La vendita di gas naturale ha sempre rappresentato per la Russia una delle principali fonti di sostentamento economico. La pandemia di Covid-19 ha tuttavia stravolto i piani del Cremlino. Basta dare un’occhiata ai numeri: nel secondo trimestre dell’anno i guadagni derivanti dalle esportazioni di oro in giro per il mondo (3,6 miliardi di dollari) hanno superato quelli inerenti all’esportazione di gas (3,5 miliardi). È un fatto inedito, verificatosi per la prima volta negli ultimi 30 anni.

Per capire cosa sta succedendo bisogna per forza di cose parlare di Gazprom, il colosso energetico leader mondiale sia per la vendita di petrolio che di gas naturale. Nel periodo nero il calo è stato notevole: si parla di un calo degli utili pretasse pari all’82%.

In occasione del Tyumen Oil and Gas Forum, l’amministratore delegato di Gazprom Neft, Aleksander Djukov, ha fornito una sua previsione anche in merito al calo della domanda di petrolio: “Vediamo un rallentamento nella ripresa della domanda. Naturalmente, il motivo principale è che la pandemia non è ancora passata. Molti paesi si aspettano o hanno già affrontato una seconda ondata. Possiamo sperare che nella seconda metà del prossimo anno raggiungeremo il volume di consumo del 2019”. Nel trimestre nero citato, ha sottolineato Repubblica, Gazprom ha perso la bellezza di 116 miliardi di rubli (circa 1,4 miliardi di euro).

Le ragioni del profondo rosso

Il Covid è senza ombra di dubbio uno dei motivi alla base del rallentamento di Gazprom. Ci sono però altri fattori da considerare. Da un punto di vista geopolitico, a differenza del passato, oggi molti Paesi che prima importavano gas e petrolio riescono a camminare con le proprie gambe. È il caso, ad esempio, degli Stati Uniti, diventati a loro volta leader anche nel mercato del gas.

Tornando alla pandemia, l’emergenza sanitaria ha bloccato per settimane la domanda e costretto le navi gasiere a cambiare rotte. Niente più Cina, Giappone e Indonesia: mete, queste, sostituite con l’Europa. Il piatto piange e Mosca, in qualche modo, deve tornare a rimpinguare le proprie entrate derivanti dalla vendita di gas. Che fare?
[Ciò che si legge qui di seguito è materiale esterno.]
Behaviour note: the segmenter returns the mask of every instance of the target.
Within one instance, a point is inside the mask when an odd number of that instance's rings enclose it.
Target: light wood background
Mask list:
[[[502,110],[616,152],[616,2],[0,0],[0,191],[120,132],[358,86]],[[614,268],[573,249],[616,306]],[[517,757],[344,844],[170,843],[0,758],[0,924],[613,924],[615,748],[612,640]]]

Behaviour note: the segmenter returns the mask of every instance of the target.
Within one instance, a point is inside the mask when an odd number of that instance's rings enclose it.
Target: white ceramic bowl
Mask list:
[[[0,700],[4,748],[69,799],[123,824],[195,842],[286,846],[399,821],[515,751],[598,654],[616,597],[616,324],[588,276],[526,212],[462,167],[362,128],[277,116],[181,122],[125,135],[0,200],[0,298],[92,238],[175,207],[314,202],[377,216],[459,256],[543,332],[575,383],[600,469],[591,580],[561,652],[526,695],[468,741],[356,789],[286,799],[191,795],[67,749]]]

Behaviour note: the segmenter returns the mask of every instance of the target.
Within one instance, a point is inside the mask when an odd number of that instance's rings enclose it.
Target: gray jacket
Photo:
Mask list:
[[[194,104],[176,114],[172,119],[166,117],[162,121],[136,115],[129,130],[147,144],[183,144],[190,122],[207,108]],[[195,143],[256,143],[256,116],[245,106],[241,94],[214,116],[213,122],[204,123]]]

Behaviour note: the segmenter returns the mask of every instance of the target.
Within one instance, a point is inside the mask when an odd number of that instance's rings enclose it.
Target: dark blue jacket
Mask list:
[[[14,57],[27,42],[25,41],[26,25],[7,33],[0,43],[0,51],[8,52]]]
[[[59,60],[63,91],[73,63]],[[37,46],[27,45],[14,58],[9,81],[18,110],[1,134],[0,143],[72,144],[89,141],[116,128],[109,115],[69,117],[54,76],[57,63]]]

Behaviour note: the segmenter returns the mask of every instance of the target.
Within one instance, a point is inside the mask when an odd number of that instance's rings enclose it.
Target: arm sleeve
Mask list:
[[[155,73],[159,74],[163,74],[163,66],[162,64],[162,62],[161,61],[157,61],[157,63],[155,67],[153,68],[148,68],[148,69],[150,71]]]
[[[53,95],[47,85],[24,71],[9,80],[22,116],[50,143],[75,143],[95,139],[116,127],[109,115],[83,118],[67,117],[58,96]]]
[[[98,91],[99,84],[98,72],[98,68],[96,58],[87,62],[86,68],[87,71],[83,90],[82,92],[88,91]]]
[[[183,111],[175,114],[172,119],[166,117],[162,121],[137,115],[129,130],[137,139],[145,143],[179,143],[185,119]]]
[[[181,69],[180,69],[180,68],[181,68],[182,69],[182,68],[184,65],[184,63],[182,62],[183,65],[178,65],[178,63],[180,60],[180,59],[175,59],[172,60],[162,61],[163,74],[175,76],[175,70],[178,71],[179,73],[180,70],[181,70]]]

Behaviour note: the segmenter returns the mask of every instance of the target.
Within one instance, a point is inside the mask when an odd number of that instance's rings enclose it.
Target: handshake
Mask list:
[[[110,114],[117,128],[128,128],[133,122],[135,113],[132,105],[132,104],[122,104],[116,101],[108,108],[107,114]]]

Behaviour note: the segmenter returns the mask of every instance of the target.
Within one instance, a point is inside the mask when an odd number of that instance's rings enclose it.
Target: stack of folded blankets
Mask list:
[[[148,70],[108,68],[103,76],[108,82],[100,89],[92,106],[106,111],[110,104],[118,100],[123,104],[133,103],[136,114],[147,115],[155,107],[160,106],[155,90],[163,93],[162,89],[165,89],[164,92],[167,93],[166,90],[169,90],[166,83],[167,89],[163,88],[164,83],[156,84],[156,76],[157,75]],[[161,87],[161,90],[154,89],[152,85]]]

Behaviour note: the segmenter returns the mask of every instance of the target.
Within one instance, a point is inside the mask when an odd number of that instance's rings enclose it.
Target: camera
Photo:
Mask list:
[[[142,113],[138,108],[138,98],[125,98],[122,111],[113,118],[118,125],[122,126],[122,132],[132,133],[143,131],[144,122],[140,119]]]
La mossa di Gazprom è quella di puntare sull’Asia. O meglio: sulla ripresa del continente asiatico. Dal momento che l’eccesso di offerta di gas in Europa ha provocato un abbassamento dei prezzi, il colosso russo ha scelto di affidarsi all’estremo oriente. La conditio sine qua non è una: sperare che all’interno dei Paesi asiatici la domanda possa presto ripartire.

Il “salvagente” cinese

Inutile girarci intorno: la vera (e ipotetica) ancora di salvezza per Gazprom si chiama Cina. Lo Stato cinese, coni suoi 1,4 miliardi di abitanti, rappresenta un bacino enorme, tale da metter sul piatto richieste capaci di rifocillare le casse dell’azienda russa. Non a caso, ha sottolineato Reuters citando le stime di Interfax, tra luglio e agosto – i mesi più complicati – Gazprom ha aumentato le sue forniture di gas alla Cina fino a raggiungere i 12 milioni di metri cubi al giorno (rispetto ai circa 10 milioni di metri cubi al giorno di giugno). E lo ha fatto attraverso il gasdotto Power of Siberia.

Secondo quanto riportato da Economic Times, Gazprom sarebbe inoltre in trattativa per aumentare i flussi annuali di gas verso il mercato cinese da 6 miliardi di metri cubi a 44, sempre attraverso il medesimo gasdotto citato. Ricordiamo che l’obiettivo della Russia, prima della pandemia, era quello di raggiungere il pieno potenziale del gasdotto di 38 miliardi di metri cubi all’anno entro il 2025. Certo è che le notizie provenienti da oltre la Muraglia lasciano intravedere la luce in fondo al tunnel. La Cina è uno dei pochi Paesi ad aver superato lo choc economico collegato agli effetti del coronavirus nel mondo. Come detto, se ripartono i consumi riparte anche la domanda. E Gazprom non vede l’ora che ciò possa accadere.